The reason those kind of statements or commands don’t help our Bad-review-osis, is because they don’t really get at the meat of the problem. As an artist creating something (a book) that book is a baby and that baby, no matter how ugly, is beautiful to its creator-mother-father. So, anyone calling your kid and ugly bastard is apt to get you down.

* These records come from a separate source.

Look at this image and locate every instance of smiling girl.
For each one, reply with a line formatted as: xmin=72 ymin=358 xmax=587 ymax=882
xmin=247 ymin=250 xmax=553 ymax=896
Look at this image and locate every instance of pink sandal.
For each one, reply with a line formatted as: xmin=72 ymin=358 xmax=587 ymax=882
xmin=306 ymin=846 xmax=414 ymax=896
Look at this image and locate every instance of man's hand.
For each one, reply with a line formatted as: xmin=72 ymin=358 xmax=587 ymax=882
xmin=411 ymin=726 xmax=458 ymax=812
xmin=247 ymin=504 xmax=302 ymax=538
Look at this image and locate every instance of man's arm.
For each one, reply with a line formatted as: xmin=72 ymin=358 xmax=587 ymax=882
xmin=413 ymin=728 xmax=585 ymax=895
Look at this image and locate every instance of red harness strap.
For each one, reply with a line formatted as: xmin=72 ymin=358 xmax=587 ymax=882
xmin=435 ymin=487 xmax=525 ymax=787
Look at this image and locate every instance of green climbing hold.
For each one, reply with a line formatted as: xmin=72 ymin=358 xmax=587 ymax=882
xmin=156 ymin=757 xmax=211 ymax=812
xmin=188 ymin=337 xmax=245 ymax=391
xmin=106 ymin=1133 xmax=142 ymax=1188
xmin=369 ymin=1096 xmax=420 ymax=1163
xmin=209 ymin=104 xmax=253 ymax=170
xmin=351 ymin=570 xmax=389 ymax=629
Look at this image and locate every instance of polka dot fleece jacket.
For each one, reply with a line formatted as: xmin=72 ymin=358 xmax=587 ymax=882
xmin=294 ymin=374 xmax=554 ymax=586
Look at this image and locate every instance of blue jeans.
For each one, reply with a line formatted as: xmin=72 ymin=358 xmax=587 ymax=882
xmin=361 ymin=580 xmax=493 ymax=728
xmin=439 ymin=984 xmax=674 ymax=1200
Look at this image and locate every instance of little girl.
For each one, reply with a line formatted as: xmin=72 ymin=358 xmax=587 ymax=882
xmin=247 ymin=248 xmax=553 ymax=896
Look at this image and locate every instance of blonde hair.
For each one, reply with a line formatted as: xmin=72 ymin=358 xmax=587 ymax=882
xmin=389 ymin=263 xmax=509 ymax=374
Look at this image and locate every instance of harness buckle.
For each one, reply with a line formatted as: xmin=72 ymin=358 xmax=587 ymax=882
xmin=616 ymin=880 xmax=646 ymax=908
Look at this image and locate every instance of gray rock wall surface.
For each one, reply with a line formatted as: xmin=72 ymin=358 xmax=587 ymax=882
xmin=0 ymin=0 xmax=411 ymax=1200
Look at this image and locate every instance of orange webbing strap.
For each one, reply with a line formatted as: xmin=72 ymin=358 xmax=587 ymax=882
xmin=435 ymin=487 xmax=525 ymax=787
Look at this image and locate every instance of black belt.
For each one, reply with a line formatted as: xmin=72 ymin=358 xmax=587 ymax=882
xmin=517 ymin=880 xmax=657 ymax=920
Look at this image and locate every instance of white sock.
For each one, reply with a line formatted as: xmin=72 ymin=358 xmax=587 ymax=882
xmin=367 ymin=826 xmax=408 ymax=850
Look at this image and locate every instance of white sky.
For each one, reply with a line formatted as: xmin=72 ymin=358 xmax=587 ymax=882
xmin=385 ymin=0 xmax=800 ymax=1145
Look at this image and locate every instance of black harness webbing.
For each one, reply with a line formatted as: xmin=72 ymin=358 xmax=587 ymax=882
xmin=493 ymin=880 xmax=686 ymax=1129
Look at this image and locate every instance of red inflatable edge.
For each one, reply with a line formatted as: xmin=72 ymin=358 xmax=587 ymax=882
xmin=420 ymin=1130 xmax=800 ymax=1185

More to the point: if Mr. Bad Reviewer would just do this one little favor, just this: be specific, maybe, just maybe we could understand and let it go. Apparently this is too much to ask for, however. But if it could be done the review would read something like this: “I thought the characterization of the step-mother was too stock, falling into the old and tired cliche of the evil step-mother who is trying to ruin the family and I would have preferred a fresher more modern approach.” Well, at least you would be able to understand where this reader was coming from.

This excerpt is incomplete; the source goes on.